AT&T reported that it lost 219,000 subscribers on its TV Now streaming service in the fourth quarter and 945,00 premium subscribers at DirecTV and U-Verse. WarnerMedia earnings in the quarter were also down due to revenue tied to HBO Max. AT&T also lost $1.2 billion because of sinking money into a streaming service to compete with Netflix.
On an earnings call Wednesday (Jan. 29), AT&T Chief Financial Officer John Stephens said earnings would remain off as the firm gets closer to the May rollout of HBO Max.
During the first six months of 2020, “we expect pressure from heavy HBO Max investment, which you saw begin in the fourth quarter,” Stephens said.
John Stankey, chief executive officer of WarnerMedia and chief operating officer of AT&T, said WarnerMedia made a “strategic decision” to keep certain shows for HBO Max rather than license them to run elsewhere. He said the HBO Max investment would “pay off over the long term.”
Losses at WarnerMedia played a role in AT&T’s drop in general revenues, which fell to $46.8 billion in the fourth quarter, 2.4 percent less than a year ago and missing analyst expectations of $46.9 billion.
AT&T’s regular television business is also suffering as people cut cable cords and rely on streaming subscription services. The company lost 945,000 premium video customers in the fourth quarter. In 2019, it lost over 4 million customers.
On the upside, the Texas-based firm saw a fourth-quarter jump in prepaid subscribers for its wireless phone business, adding 229,000 new customers, beating analyst forecasts of the 83,000 new users. Prepaid subscribers pay their monthly bills in advance.

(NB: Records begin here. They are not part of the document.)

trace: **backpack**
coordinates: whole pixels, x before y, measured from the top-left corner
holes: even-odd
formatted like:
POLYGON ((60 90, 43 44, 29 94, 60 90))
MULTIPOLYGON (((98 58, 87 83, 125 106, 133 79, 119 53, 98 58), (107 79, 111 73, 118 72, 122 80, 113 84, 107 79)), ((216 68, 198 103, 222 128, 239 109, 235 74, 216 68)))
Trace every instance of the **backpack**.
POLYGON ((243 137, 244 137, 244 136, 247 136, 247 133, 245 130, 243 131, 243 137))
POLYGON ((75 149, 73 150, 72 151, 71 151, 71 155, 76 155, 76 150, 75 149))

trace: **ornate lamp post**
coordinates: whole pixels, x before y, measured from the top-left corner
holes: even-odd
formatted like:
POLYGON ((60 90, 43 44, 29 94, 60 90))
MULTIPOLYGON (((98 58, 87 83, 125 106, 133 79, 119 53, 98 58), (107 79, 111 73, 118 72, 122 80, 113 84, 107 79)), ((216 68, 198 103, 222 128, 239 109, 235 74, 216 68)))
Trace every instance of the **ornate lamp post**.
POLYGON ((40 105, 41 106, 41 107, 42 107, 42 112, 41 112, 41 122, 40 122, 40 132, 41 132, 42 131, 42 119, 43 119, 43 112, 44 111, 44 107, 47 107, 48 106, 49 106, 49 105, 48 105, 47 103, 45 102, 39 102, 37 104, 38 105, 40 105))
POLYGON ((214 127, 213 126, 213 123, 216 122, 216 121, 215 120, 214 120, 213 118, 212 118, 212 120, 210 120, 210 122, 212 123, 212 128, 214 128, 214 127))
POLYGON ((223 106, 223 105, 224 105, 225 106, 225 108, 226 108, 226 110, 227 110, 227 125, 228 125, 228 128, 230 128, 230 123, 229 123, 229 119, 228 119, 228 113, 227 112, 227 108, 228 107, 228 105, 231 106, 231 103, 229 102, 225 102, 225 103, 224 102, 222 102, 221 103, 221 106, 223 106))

In July, AT&T partnered with Microsoft to let the communications giant use Microsoft’s Azure cloud system for its computing purposes. Microsoft will become AT&T’s “preferred” cloud company. Amazon is currently the largest cloud provider.
The two companies said they will collaborate on edge computing, which means that Microsoft technology will be incorporated in AT&T’s forthcoming 5G network.